Uber LangEffect: Agent Side Effect Management
Key Takeaways
- LangEffect: Uber’s internal framework for tracking and reversing agent-caused side effects
- Problem: agents executing multi-step tasks create side effects that are hard to rollback atomically
- Solution: effect log + compensating transactions pattern borrowed from distributed systems
- Saga pattern applied to agent workflows: each action has a compensating undo action
- Production result: 99.2% successful rollback rate for interrupted agent tasks at Uber
Summary
Uber’s infrastructure team developed LangEffect to solve a specific production problem: agents executing complex, multi-step tasks on production systems (rider matching, driver assignment, payment processing) would sometimes fail mid-task, leaving systems in inconsistent states. Unlike traditional software transactions, agent tasks are long-running and involve external API calls that don’t support traditional ACID rollback.
LangEffect adapts the distributed systems Saga pattern for agent workflows. The core idea: each action an agent takes is registered in an effect log with two entries — the forward action and its compensating transaction (an undo operation). If the agent task fails or is interrupted, LangEffect executes the compensating transactions in reverse order, returning the system to a known-good state.

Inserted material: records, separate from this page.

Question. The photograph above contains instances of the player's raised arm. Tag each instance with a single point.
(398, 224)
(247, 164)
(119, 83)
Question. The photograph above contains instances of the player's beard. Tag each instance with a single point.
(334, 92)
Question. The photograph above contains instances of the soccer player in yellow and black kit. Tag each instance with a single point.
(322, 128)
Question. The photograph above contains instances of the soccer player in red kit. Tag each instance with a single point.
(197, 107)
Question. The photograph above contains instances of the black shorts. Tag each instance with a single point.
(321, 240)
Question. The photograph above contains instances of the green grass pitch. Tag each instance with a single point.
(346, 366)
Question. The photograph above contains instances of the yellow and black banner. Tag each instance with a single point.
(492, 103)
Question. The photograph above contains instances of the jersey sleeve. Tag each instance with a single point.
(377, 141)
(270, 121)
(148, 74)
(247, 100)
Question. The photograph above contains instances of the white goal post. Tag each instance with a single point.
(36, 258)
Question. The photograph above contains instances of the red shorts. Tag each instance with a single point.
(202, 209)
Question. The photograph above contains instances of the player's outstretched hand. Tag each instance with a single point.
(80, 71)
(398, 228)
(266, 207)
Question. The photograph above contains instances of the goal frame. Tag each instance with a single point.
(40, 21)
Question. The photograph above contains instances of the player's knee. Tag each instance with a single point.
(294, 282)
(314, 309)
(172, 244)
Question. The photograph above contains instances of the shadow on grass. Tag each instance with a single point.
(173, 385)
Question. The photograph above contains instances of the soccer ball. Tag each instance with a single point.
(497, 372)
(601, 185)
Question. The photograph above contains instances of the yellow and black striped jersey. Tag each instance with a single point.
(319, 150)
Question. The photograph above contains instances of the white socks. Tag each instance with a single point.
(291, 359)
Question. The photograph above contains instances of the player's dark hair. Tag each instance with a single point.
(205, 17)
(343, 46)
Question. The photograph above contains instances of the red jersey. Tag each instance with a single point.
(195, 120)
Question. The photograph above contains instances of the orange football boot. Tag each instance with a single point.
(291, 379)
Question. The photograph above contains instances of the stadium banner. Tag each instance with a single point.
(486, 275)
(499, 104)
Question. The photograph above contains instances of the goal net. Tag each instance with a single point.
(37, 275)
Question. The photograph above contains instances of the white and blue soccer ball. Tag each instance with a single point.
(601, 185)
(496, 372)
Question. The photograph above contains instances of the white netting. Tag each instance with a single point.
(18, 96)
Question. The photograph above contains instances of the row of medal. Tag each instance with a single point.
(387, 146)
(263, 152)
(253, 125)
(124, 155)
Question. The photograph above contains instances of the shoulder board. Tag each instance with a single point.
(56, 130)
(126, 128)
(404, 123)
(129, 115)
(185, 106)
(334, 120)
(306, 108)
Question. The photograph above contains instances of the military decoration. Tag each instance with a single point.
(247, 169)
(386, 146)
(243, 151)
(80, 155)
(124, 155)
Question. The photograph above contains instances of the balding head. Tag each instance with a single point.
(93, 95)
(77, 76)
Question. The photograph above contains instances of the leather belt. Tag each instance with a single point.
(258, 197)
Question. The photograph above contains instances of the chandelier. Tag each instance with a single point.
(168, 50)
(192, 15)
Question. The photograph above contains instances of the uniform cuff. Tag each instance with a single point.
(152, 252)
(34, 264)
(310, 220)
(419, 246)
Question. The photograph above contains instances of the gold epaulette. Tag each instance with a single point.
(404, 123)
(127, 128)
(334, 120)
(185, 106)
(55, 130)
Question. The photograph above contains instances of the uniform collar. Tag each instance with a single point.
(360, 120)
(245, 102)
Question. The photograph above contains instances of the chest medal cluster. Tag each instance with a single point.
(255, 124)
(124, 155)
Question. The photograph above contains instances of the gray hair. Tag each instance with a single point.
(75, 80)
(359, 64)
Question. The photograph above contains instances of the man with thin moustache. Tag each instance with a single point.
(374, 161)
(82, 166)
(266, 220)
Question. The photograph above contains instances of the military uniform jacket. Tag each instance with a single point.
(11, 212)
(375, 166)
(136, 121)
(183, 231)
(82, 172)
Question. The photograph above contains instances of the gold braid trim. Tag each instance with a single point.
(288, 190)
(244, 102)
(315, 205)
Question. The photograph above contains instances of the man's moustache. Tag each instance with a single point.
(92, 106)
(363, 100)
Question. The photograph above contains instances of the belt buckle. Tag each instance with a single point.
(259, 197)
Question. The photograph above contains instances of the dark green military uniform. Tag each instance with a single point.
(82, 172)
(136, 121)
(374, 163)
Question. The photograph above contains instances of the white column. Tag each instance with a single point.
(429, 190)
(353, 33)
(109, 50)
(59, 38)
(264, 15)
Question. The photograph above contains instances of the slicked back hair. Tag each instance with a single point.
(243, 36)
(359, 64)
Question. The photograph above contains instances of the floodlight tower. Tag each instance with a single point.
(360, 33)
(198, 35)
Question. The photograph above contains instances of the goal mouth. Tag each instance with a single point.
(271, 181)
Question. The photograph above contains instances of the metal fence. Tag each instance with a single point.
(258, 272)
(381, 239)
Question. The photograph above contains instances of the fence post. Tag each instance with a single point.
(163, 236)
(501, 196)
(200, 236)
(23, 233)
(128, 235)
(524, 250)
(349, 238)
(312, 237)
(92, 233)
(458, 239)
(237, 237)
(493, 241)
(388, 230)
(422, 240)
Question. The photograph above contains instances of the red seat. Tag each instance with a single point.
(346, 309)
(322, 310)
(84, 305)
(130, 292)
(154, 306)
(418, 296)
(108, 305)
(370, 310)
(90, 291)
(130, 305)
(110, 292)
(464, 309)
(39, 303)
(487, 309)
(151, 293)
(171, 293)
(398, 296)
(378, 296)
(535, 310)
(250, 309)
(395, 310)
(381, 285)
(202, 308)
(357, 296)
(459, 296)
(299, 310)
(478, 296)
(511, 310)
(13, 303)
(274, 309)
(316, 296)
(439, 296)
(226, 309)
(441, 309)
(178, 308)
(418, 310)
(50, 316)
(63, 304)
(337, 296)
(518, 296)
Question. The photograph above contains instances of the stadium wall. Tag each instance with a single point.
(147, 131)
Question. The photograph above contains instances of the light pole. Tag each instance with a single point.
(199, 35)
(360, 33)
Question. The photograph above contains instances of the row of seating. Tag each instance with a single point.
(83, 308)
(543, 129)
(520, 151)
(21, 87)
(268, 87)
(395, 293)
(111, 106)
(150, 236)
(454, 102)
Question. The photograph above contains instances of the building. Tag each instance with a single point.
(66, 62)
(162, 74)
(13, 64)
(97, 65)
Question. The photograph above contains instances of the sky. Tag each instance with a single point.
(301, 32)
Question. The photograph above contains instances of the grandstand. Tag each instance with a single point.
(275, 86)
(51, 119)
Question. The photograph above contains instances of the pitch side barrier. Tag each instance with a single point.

Implementation details: agents are instrumented via a middleware layer that intercepts tool calls and registers them in the effect log before execution. Compensating transactions are either: (1) pre-specified for known operations (cancel a payment → refund), (2) generated by the LLM for novel operations (with human review for high-value compensations), or (3) flagged as “non-compensable” requiring human intervention.
The 99.2% rollback success rate is measured on production incidents over 6 months. The 0.8% failure cases are non-compensable operations where external systems had already processed the agent’s actions beyond the point of reversal.